Vitreous surgery, vitrectomy, is a surgical procedure where the jelly-like material within the eye is removed. Its removal is not 100%, due to its structure in relation to the retina near the front part of the eye, and also due to the presence of the natural lens within the eye.
The removal of the vitreous is necessary in order to approach the back of the eye to repair macular holes and macular puckers, resolve vitreo-macular traction syndrome, and remove sub-macular blood. Vitrectomies are also used to clear blood in the eye and other vitreous opacities, and certain types of retinal detachments, especially those detachments associated with scar tissue formation. It is also necessary in many cases involving intraocular foreign bodies and eye trauma.
How are Vitrectomies Performed?
In order to perform a vitrectomy, three to four small stab incisions, sclerotomies, are made into the eye through a save zone approximately 3-4 mm away from the colored part of the eye. These small openings may be kept open with small cannulas and are the entry sites for the several instruments which are placed into the eye in order to perform the surgery. The first opening is used to infuse fluid into the eye. If this were not done the eye would collapse as vitreous is removed from within the eye. The other 2 or 3 openings are for a light source and working instruments. One of the instruments is a vitrector, which cuts and aspirates the vitreous out of the eye. It can do the same for scar tissue and any other soft material, which may be in the eye and require removal. Other instruments include tissue manipulators, aspirators, injectors, diathermy/cautery devices, scissors and forceps.

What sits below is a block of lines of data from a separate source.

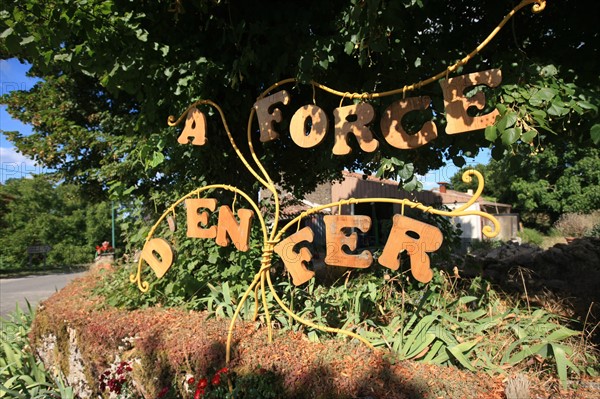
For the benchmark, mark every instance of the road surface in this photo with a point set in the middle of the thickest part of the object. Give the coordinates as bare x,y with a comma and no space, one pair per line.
34,288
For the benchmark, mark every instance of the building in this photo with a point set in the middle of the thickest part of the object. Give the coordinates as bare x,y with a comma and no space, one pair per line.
355,185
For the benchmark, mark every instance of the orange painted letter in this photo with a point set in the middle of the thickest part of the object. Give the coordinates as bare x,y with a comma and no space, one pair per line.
391,124
229,227
195,219
362,114
161,263
423,238
295,262
267,114
457,104
195,128
318,126
337,239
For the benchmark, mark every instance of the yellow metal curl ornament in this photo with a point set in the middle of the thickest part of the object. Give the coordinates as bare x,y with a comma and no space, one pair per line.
272,236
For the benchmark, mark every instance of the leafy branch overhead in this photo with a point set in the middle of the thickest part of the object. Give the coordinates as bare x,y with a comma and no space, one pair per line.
113,71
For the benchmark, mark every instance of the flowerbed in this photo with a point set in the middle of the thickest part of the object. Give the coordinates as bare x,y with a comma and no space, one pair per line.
78,333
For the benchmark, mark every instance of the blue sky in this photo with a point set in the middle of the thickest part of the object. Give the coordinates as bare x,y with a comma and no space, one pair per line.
13,165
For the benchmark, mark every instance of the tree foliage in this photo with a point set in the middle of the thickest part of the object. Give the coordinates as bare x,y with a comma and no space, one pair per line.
114,70
39,212
560,178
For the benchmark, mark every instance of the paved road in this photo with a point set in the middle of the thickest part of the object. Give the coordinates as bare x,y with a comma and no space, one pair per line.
34,288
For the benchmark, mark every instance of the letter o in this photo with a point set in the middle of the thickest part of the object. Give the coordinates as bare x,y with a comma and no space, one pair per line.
318,127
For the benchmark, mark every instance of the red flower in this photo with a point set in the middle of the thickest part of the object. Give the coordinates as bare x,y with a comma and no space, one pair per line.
203,383
199,393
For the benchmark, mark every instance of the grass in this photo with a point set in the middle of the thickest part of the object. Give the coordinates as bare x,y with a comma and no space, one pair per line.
22,374
37,271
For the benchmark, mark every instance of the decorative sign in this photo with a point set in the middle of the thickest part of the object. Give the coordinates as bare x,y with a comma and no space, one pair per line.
416,238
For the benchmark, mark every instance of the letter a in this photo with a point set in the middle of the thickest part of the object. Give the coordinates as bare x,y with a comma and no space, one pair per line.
195,128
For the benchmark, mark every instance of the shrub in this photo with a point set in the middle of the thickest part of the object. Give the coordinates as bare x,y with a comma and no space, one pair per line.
576,224
531,236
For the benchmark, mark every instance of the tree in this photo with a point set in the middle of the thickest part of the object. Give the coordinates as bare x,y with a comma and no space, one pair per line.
40,212
113,71
561,178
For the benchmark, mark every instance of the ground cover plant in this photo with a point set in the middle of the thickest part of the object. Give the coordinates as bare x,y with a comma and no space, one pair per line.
22,374
452,321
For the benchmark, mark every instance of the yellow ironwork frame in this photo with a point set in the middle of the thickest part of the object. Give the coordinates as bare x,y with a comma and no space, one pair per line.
262,277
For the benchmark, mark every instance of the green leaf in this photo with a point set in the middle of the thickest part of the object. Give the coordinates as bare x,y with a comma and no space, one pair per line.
142,35
157,159
411,185
510,136
491,133
6,33
508,98
544,94
528,136
349,48
587,105
560,334
548,70
27,40
556,109
595,133
459,350
562,363
459,161
407,171
501,108
63,57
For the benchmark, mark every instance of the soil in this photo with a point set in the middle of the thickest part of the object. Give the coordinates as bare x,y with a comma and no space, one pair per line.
172,342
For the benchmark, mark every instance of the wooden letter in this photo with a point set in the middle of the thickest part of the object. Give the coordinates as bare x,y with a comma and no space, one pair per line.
336,240
195,219
429,239
295,262
165,252
228,226
318,128
195,128
363,114
457,104
267,114
391,124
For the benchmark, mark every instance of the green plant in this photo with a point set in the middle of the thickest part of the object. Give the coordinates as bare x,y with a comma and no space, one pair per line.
531,236
575,224
21,373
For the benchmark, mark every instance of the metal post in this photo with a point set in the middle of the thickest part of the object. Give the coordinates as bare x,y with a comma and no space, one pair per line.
112,214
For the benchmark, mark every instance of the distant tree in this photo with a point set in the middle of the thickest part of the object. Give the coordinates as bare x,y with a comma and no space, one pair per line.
560,178
40,212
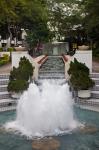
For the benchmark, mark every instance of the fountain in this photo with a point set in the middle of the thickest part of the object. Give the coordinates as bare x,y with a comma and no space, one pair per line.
44,111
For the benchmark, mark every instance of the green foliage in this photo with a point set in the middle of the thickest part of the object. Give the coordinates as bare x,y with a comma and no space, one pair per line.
81,81
17,86
96,52
10,49
1,49
79,76
19,77
77,66
4,60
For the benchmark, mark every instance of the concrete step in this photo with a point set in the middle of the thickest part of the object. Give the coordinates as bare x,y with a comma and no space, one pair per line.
52,75
3,88
53,72
96,81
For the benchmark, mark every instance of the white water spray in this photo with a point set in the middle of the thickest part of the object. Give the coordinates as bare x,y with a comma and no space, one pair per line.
44,111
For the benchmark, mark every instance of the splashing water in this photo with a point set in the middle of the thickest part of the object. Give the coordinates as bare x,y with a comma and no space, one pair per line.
44,111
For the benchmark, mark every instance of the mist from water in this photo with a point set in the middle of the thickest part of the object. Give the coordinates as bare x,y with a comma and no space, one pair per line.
44,111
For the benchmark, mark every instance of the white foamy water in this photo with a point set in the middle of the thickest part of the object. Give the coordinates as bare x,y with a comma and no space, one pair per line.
44,111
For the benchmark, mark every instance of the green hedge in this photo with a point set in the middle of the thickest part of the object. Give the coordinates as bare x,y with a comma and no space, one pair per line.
19,77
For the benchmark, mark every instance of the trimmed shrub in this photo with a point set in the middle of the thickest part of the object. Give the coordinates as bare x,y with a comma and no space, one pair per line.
10,49
1,49
79,76
17,86
19,77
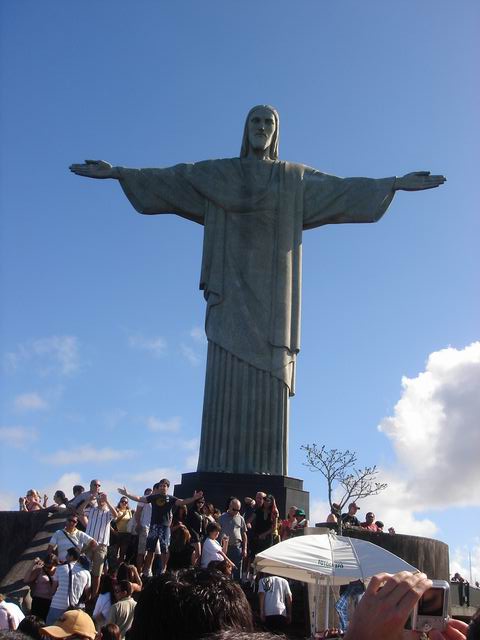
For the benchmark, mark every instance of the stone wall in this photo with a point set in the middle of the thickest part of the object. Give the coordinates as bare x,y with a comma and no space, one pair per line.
17,530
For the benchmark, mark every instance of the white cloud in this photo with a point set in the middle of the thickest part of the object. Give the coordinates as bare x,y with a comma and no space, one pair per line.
462,558
191,444
32,401
435,430
64,483
190,355
319,510
198,335
87,453
8,501
114,417
172,425
54,355
17,436
156,346
191,461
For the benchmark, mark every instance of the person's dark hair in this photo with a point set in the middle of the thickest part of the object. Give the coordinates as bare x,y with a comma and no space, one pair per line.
83,561
51,559
473,632
273,511
227,505
73,552
110,632
180,538
126,571
106,584
210,508
273,150
61,496
125,585
213,526
31,625
180,513
234,634
220,565
188,604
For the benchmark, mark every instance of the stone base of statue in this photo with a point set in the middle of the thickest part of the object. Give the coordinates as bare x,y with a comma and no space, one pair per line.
218,487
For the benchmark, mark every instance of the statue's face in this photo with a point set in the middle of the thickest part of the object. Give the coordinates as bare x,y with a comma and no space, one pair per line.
261,127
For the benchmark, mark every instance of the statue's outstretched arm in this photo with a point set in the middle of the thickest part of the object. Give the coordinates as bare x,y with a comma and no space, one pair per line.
95,169
417,181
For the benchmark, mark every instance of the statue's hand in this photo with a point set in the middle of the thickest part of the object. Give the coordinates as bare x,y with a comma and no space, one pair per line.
417,181
94,169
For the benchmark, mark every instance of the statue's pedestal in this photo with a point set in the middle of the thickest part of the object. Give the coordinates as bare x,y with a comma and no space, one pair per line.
218,487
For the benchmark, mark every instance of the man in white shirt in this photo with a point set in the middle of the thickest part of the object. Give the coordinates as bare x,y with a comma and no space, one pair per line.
234,530
70,582
10,615
275,602
98,528
121,613
68,537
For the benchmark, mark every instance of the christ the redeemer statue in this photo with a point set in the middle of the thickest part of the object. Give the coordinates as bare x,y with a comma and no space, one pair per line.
254,210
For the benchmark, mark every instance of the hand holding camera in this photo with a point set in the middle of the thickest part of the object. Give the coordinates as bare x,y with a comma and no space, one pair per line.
392,600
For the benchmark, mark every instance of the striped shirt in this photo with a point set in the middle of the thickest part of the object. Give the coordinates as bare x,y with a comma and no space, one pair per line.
98,526
63,542
67,594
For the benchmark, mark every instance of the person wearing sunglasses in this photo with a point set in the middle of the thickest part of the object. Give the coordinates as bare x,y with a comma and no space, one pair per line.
234,531
70,536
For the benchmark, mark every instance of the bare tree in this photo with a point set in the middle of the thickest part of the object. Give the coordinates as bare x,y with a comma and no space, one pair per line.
338,468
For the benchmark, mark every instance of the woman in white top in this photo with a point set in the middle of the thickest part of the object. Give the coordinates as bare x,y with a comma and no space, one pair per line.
212,549
104,601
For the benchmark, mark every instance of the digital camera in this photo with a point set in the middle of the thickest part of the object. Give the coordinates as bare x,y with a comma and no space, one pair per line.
431,611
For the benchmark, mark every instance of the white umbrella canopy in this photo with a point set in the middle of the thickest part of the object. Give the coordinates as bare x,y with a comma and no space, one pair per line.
340,559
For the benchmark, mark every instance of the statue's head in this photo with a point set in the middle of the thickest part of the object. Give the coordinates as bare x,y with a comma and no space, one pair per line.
261,131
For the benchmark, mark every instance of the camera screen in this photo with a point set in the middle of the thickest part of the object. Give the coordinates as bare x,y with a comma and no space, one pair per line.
431,603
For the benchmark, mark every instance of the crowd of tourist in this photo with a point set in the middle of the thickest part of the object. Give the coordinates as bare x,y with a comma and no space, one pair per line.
155,567
349,519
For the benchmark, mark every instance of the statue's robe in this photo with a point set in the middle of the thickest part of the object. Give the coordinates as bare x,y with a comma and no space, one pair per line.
254,213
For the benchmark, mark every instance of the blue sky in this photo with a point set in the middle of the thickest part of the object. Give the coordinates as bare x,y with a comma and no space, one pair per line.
101,329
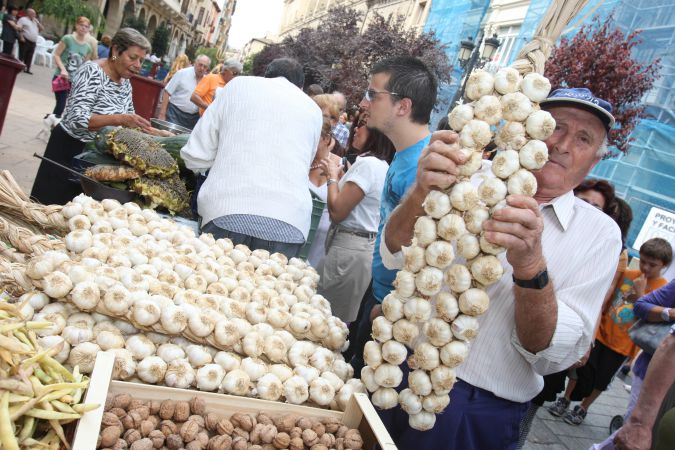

Using the vitrector, the vitreous is removed, and with the other instruments scar tissue is dissected off the retina and removed. Large foreign bodies are removed with forceps though enlarged sclerotomies.
In the past it was routinely necessary to close the sclerotomies with sutures, but instrumentation has become more refined resulting in very small sclerotomies, which close spontaneously. This has also resulted in less trauma to the eye and shorter recovery time.
What Complications Can Occur With Vitrectomy Eye Surgery?
Like all surgery, there is a potential for unexpected bleeding or infection. With regard to the eye, the bleeding can occur in different locations and different degrees of severity. Hemorrhages on the surface of the retina are controlled by increasing the infusion pressure and/or with diathermy/cautery. Hemorrhaging under the retina is much more ominous and may require heroic measures to salvage the eye. Infections are initially treated prophylactically with antibiotics around the eye, but intraocular post vitrectomy infections require injections of antibiotics into the eye, and occasionally, repeat vitrectomy.
Specific to the eye, there is the potential for a retinal detachment, an exacerbation scar tissue formation, increase in eye pressure, and inadvertent retina damage. Each of these problems is handled as they occur in the manner appropriate to the problem.
The complications mentioned above are the major ones which may result in significant loss of vision. Although the complication rate for vitrectomies is less than a 5%, compared to cataract surgery, which is less than .01%, this is high by a factor of 500. Considering that without vitreous surgery, most eyes would be lost, this success rate is very favorable.